There is still one small problem with this solution: It also sorts the permutation array. We need this, to know when a position is already occupied by it's final element. In our algorithm this is represented by the fact, that the permutation is equal to it's index at that point. But really, it would be nice if we could mark the index without losing the order of the permutation. But that is not hard either - because every index is non-negative, we can simply negate every index we are done with. This will make a negative index out of it and we can check for that if we encounter it later and skip it in this case. After we are done, we only need to take care to flip everything back and all should be fine:

func NDCycles(vals, perm []int) {
for i := 0; i < len(vals); i++ {
if perm[i] < 0 {
// already correct - unmark and go on
// (note that ^a is the bitwise negation
perm[i] = ^perm[i]
continue
}

v, j := vals[i], perm[i]
for j != i {
vals[j], v = v, vals[j]
// When we find this element in the future, we must not swap it any
// further, so we mark it here
perm[j], j = ^perm[j], perm[j]
}
vals[i] = v
}
}


Here we only mark the elements we will again encounter in the future. The current index will always be unmarked, once we are done with the outer loop.

I am aware, that this is technically cheating; This solution relies on the fact, that the upper-most bit of the permutation elements won't ever be set. Thus, we actually do have O(n) auxiliary space (as in n bit), because these bits are not necessary for the algorithm. However, since it is pretty unlikely, that we will find an architecture where this is not possible (and go guarantees us that it actually is, because len(vals) is always signed, so we cant have arrays that are big enough for the msb being set anyway), I think I am okay with it ;)

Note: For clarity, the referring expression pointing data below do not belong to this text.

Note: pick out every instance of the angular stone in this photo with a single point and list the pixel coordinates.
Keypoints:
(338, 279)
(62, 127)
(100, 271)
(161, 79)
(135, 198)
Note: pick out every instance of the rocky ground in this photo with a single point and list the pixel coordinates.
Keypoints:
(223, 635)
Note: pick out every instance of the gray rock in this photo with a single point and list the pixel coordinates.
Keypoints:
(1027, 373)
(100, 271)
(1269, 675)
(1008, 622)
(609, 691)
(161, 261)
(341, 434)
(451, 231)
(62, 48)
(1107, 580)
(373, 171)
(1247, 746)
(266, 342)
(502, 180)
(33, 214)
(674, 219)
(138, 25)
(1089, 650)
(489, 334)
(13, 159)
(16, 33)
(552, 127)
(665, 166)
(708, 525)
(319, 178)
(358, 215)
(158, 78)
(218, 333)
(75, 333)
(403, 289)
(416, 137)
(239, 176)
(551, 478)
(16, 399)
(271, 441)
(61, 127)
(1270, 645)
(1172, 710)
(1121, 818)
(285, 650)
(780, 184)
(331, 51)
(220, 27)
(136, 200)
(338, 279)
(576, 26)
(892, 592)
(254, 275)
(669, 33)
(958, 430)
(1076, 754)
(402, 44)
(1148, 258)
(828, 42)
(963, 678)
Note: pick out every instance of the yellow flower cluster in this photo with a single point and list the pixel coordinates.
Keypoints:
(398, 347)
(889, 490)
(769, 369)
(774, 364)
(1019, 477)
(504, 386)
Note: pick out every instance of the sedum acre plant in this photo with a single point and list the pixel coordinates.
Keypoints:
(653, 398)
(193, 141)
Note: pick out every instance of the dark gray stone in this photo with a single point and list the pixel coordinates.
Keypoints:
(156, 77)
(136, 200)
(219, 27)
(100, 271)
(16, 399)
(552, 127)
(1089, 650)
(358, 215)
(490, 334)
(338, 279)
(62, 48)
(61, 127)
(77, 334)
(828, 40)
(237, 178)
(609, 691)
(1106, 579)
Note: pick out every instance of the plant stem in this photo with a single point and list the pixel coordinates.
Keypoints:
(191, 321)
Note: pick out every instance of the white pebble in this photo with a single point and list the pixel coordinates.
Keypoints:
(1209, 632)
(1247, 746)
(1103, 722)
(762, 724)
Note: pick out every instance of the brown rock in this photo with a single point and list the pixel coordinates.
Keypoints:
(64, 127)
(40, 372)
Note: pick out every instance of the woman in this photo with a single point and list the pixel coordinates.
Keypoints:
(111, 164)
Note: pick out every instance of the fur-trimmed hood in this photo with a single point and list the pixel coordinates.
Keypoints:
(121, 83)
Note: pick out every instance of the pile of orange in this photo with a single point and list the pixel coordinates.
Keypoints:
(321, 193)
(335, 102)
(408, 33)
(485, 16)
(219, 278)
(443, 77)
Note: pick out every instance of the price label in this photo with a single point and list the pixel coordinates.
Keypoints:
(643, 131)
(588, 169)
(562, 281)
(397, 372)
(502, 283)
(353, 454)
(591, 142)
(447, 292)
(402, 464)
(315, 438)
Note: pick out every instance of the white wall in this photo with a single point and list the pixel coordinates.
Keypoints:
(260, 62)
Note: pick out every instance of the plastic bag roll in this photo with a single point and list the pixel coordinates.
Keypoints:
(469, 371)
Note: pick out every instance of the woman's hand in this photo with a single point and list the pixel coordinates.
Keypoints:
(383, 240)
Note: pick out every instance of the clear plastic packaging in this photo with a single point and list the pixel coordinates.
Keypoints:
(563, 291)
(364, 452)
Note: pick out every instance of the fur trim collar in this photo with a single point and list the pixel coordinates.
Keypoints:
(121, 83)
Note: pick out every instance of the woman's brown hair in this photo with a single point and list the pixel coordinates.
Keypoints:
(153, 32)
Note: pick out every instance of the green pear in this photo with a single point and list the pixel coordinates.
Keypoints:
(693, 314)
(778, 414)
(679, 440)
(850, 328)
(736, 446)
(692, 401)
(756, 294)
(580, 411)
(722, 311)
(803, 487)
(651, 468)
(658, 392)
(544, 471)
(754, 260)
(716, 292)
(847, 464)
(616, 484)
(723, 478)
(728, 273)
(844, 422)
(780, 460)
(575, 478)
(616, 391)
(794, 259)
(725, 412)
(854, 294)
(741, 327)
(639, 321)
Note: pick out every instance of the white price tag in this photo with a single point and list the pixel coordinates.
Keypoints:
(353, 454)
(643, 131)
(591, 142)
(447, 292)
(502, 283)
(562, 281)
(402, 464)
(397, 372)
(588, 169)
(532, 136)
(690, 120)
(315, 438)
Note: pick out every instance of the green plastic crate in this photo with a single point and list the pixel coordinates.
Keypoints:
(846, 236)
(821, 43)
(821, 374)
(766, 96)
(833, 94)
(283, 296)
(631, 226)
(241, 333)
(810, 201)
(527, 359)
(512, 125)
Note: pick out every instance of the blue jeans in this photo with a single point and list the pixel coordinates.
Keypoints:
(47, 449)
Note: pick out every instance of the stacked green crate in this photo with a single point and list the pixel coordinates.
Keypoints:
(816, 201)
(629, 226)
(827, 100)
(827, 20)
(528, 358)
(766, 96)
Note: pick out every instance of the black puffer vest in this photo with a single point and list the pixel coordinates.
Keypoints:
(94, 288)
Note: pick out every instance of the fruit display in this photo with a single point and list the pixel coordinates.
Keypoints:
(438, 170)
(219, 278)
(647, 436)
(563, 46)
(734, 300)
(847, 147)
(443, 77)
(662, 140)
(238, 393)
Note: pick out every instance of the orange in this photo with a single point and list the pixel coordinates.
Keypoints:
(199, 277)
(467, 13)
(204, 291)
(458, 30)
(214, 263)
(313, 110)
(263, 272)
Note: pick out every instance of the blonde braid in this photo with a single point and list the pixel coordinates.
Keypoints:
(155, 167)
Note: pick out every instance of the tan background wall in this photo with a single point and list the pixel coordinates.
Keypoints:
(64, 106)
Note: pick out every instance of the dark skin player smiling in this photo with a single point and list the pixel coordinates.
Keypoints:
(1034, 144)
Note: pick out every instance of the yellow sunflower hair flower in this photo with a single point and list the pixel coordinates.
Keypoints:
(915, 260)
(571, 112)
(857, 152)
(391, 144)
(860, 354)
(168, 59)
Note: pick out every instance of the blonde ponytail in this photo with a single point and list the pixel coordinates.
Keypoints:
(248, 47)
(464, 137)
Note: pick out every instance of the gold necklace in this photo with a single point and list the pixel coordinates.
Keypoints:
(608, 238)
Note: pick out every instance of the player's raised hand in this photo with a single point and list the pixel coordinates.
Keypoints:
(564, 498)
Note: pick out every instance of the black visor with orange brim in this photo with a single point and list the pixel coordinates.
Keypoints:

I ran sum Benchmarks on this an these are the figures I came up with:

n Naive NDCycle NDSort
10 332 ns 130 ns 1499 ns
100 883 ns 1019 ns 27187 ns
1000 15046 ns 17978 ns 473078 ns
10000 81800 ns 242121 ns 4659433 ns

I did not measure space-use. The time of NDCycle for 10000 elements seems suspicious - while it is not surprising, that in general it takes more time than the naive approach, due to it's complexity, this jump is unexpected. Maybe if I have the time I will investigate this and also measure memory use. In the meantime, I uploaded all the code used here, so you can try it out yourself. You can run it with go run perm.go and run the benchmarks with go test -bench Benchmark.*.